Working on the ground with hoteliers, one common objection we’ve often encountered when suggesting any form of outsourcing for the intake team or service call operations is that the external partner won’t be able to answer the questions as well as the onsite agents. But put yourself in the guest’s shoes; they value their own time above all else, so most times they don’t care whether they are speaking to a real person or a virtual assistant so long as they get the information they need as quickly as possible.

In this sense, the big picture for voice bots harks back to the centaur model for AI-based workflows. Like the Greek mythological beast, the horse body (conversational AI) does all the grunt duties, freeing up the human head (live agents) to focus on the meaningful work.
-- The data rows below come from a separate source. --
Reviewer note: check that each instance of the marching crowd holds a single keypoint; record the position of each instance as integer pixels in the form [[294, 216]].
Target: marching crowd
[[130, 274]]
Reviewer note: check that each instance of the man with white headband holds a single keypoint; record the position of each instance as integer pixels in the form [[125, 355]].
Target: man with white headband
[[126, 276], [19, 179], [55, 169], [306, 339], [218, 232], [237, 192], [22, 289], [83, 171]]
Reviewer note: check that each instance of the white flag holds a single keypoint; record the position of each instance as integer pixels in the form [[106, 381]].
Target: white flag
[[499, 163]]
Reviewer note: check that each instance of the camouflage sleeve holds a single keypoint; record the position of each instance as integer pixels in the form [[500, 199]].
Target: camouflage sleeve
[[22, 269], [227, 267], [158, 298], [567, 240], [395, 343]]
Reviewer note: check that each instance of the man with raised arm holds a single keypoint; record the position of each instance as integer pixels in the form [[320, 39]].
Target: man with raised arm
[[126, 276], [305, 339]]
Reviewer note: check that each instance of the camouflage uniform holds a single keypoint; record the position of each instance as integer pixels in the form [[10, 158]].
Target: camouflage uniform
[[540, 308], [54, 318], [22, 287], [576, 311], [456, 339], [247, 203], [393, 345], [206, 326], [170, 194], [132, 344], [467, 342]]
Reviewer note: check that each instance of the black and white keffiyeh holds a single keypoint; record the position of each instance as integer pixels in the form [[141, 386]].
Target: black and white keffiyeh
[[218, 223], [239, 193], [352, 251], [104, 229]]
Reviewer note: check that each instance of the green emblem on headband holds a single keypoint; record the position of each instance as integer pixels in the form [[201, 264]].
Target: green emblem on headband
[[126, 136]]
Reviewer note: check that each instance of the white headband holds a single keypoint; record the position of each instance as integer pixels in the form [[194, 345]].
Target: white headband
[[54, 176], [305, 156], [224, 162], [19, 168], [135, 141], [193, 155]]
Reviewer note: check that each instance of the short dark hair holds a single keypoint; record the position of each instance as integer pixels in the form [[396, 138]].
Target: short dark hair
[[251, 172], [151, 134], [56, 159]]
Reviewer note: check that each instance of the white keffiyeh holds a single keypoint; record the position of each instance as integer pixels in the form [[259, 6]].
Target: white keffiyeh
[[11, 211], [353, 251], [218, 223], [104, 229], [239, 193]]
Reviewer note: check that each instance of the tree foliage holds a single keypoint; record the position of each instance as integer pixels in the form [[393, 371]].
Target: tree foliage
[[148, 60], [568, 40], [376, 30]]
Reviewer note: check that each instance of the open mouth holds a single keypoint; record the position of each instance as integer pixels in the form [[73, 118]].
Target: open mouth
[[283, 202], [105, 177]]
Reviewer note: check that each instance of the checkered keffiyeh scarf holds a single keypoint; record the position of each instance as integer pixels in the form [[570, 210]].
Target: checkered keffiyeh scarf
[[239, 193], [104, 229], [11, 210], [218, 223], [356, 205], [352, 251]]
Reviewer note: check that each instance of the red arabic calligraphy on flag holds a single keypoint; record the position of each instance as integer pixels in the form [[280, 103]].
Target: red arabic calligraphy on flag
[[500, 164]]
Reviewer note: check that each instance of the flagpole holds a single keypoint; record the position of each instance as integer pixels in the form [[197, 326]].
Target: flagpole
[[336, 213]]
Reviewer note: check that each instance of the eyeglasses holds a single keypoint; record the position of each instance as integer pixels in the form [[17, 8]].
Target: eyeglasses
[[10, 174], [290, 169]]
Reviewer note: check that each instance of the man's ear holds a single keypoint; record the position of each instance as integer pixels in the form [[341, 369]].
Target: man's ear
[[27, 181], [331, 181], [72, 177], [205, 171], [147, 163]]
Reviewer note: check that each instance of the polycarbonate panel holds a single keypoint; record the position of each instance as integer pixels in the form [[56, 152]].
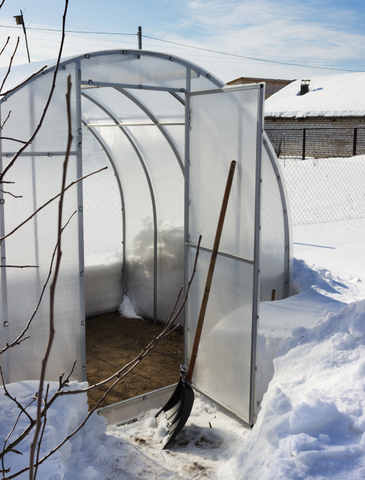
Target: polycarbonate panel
[[39, 178], [168, 185], [116, 103], [223, 366], [222, 130], [177, 135], [224, 127], [103, 231], [273, 242], [27, 106], [134, 68], [162, 105], [139, 219]]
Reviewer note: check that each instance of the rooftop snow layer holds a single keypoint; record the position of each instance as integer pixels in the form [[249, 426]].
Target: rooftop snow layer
[[333, 95]]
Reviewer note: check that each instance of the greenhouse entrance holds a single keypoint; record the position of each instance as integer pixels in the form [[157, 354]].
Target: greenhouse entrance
[[167, 130]]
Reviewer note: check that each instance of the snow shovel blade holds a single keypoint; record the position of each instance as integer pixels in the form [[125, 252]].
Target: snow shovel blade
[[177, 409]]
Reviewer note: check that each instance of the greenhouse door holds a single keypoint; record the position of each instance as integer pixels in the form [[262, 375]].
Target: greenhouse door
[[225, 125]]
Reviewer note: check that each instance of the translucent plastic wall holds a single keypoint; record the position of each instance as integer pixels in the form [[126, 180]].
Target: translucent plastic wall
[[37, 178], [223, 127], [129, 235]]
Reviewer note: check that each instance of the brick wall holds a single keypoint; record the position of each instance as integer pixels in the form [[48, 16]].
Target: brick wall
[[317, 137]]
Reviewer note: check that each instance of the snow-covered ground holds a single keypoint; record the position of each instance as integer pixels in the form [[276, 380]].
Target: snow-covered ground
[[311, 420]]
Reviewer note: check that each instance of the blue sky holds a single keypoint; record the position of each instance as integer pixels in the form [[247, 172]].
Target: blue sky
[[264, 38]]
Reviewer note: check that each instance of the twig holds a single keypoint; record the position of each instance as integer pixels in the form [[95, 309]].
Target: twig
[[10, 64], [19, 266], [25, 81], [23, 410], [18, 340], [49, 201], [11, 194], [7, 40], [65, 383], [7, 394], [13, 160], [117, 377], [6, 119], [53, 286], [42, 434], [12, 139]]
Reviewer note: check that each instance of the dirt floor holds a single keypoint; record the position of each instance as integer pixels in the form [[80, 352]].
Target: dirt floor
[[112, 341]]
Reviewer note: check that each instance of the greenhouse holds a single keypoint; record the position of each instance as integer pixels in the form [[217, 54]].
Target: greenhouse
[[167, 130]]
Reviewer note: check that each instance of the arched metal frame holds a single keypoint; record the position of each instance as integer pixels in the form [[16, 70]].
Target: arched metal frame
[[82, 85]]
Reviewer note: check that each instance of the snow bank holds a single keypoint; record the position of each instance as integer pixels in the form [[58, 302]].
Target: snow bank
[[330, 95], [81, 457], [312, 420], [127, 310]]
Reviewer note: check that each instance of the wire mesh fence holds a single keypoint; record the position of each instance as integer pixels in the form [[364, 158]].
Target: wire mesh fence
[[322, 190], [316, 141]]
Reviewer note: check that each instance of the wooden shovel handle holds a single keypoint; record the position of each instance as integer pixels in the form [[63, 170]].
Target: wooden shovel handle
[[208, 283]]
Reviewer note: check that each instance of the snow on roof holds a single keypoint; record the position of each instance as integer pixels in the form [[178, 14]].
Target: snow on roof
[[333, 95]]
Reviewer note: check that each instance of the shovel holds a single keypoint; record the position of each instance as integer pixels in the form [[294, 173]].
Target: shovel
[[178, 407]]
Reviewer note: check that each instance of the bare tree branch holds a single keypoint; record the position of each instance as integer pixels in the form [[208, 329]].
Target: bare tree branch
[[7, 40], [49, 201], [52, 287], [18, 339], [13, 139], [10, 64], [25, 81], [19, 266], [42, 434], [13, 160], [117, 377], [9, 193], [6, 119]]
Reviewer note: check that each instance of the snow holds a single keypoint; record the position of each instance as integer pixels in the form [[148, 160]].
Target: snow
[[127, 310], [331, 95], [311, 368]]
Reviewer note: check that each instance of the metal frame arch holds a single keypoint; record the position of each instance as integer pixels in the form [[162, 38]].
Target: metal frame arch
[[156, 123], [150, 187], [110, 159], [286, 211], [63, 64]]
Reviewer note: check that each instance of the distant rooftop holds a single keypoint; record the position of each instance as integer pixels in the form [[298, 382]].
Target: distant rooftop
[[272, 85], [329, 96]]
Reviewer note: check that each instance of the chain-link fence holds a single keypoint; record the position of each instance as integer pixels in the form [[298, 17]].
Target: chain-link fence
[[327, 189], [316, 141]]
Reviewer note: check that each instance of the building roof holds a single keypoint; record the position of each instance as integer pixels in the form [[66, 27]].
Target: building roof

Embracing an automation mindset and having a vision of achieving a centaur model in the workplace is thus also one of staff retention. Teams can be easily demotivated by the repetitive, interruptive busywork that AI and robotic process automation (RPA) can now do. That’s not why they decided to become hoteliers; they want to be front and center with guests, and they want to engage in challenging, creative work.

Our hope is that you can see from this example why the abovementioned objections towards further automation no longer apply. On the customer side, hospitality needs a myriad of automation tools in order to enable its teams to have high-touch encounters with guests and develop real relationships with them. Then on the internal customer side – that is, your staff as well as your managers – Smallwood concluded our discussion by noting, “Part of the rationale behind the Great Resignation movement has been a disengagement from the work due to the monotony of it. Our conversational AI tools are but one critical piece in the pie to help make employees more productive with their time and more connected to their roles so that ultimately they want to stay with the hotel.”